Ainsi la détection chez les patients, de mutations touchant les sites d’épissages de l’exon 14 est essentielle. Or jusqu’à présent, les méthodes d’analyses qui ont permis de détecter ces mutations, comme le séquençage complet, ne conviennent pas pour les diagnostics de routine en raison du coût élevé et de la nécessité d’utiliser de gros échantillons tumoraux. C’est pourquoi notre équipe a participé, en collaboration avec le département de Biochimie et de Biologie Moléculaire du CHU de Lille et le plateau de génomique de Lille, à l’optimisation des tests de routine pour détecter les mutations du site d'épissage MET exon 14. Ce travail montre que l’analyse par NGS ciblé et optimisé, combinée avec l’analyse de la longueur du fragment, permet de détecter en routine les mutations du site d’épissage de l’exon 14 de MET chez 2.2% des patients contre 0.3% avec le NGS seul et non optimisé (Descarpentries et al., 2018).

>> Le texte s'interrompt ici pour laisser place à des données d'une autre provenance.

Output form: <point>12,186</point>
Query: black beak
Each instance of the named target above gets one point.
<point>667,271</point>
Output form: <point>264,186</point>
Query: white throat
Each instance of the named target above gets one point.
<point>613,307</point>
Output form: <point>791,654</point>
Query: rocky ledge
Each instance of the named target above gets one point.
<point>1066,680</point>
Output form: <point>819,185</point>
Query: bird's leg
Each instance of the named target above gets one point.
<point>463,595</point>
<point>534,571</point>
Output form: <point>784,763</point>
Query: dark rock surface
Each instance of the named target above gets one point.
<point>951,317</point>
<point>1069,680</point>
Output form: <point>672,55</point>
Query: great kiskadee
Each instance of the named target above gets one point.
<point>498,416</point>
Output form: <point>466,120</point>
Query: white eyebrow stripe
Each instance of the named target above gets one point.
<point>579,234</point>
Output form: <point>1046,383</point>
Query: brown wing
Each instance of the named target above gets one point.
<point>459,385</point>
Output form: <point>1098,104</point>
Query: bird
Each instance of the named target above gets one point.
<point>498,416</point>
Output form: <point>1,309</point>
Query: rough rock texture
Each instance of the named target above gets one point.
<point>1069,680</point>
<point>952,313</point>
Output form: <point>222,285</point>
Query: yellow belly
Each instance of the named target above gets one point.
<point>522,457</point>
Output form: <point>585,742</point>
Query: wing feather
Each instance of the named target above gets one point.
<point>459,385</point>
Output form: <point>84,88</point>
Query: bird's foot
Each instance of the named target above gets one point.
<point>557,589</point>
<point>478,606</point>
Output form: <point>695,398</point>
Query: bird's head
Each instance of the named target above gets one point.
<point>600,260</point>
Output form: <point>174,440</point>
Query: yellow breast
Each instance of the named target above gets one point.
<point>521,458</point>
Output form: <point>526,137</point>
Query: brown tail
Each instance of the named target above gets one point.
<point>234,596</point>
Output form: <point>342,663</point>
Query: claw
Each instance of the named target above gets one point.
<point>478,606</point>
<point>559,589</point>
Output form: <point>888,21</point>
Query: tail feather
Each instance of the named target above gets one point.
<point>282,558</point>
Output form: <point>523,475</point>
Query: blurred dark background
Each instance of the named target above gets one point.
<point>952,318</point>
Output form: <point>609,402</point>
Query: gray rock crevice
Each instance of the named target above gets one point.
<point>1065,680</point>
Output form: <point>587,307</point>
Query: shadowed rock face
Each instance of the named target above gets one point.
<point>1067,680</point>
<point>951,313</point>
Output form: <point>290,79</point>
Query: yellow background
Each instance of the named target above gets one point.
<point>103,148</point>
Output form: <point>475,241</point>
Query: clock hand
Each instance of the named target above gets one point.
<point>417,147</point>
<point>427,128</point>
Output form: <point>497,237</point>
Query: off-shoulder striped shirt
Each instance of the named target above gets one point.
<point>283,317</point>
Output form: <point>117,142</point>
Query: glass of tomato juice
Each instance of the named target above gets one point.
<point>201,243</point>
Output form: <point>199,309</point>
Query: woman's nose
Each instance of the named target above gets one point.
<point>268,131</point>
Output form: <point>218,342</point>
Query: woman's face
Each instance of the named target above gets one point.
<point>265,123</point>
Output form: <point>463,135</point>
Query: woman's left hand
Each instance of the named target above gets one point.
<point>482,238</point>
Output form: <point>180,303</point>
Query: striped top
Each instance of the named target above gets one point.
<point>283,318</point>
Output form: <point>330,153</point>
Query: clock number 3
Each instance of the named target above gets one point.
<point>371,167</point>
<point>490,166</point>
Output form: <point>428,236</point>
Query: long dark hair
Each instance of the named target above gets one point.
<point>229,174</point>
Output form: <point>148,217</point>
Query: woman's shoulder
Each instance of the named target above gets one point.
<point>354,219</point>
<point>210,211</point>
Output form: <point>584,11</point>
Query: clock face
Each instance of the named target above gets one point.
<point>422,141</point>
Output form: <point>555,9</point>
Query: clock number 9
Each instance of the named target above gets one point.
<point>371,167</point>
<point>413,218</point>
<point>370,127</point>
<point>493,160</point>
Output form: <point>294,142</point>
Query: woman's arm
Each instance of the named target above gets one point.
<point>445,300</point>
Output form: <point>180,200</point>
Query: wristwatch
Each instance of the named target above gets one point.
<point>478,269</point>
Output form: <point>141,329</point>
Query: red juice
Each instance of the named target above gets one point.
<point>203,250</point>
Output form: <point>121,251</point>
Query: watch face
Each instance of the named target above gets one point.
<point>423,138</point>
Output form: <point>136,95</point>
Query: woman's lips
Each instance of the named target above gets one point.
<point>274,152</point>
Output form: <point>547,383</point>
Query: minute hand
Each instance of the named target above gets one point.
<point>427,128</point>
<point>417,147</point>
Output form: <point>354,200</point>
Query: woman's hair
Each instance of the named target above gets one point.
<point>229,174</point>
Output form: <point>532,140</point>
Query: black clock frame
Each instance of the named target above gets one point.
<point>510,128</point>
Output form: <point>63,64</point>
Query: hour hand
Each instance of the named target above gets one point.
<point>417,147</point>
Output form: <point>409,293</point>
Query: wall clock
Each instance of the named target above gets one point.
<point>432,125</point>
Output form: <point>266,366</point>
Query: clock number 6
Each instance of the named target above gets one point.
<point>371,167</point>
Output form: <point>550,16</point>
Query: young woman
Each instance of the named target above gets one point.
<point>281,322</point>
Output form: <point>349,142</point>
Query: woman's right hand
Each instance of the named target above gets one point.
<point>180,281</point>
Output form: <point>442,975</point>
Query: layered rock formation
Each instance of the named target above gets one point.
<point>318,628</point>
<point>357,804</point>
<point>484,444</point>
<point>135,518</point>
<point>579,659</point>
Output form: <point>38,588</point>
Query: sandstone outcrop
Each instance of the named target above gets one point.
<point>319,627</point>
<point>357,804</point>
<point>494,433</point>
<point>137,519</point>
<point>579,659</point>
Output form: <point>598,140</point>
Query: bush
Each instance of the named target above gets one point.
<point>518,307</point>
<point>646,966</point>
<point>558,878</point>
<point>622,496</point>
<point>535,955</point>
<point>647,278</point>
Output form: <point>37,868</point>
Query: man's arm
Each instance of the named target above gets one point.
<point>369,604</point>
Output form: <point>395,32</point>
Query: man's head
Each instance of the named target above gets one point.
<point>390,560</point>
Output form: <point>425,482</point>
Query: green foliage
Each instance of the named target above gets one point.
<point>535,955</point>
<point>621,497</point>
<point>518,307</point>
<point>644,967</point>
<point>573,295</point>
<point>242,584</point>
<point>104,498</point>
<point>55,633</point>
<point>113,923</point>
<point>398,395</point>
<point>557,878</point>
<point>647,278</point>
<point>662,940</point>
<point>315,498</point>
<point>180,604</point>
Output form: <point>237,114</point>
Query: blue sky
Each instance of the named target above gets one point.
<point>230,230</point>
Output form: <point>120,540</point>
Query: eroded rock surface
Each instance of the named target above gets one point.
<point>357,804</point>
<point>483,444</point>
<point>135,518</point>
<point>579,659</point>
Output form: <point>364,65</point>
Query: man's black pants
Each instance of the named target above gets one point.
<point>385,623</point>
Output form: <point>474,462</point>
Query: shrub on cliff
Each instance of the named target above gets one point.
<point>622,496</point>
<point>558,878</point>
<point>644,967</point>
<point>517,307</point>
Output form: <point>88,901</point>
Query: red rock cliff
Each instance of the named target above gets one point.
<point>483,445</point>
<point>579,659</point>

54 B.1.4. Les mutations du domaine extracellulaire

Concernant les mutations localisées sur le domaine extracellulaire, on retrouve un plus fort taux de mutation au niveau du site codant pour le domaine SEMA. Celui-ci est nécessaire à l’activation du récepteur car il participe à la liaison avec l’HGF/SF. Une mutation de ce domaine, comme la mutation N375S, est particulièrement retrouvée dans les cas de cancers bronchiques à non petites cellules (CBNPC). Toutefois, comme les conséquences fonctionnelles des mutations extracellulaires de MET ne sont pas encore bien établies, leur implication dans la tumorigenèse reste controversée. La mutation N375S, qui est la plus fréquente, induit des changements conformationnels qui diminuent l’affinité de MET pour son ligand. Une autre étude montre que la mutation confère également une résistance à l’apoptose induite par un inhibiteur de l’activité kinase de MET (Krishnaswamy et al., 2009). Cependant, plus récemment, des études ont montré que cette mutation existait au niveau germinal dans la population asiatique et qu’elle n’était pas associée à une susceptibilité au cancer (Liu et al., 2012; Shieh et al., 2013). Cette mutation particulière pourrait donc être simplement le reflet d’un polymorphisme.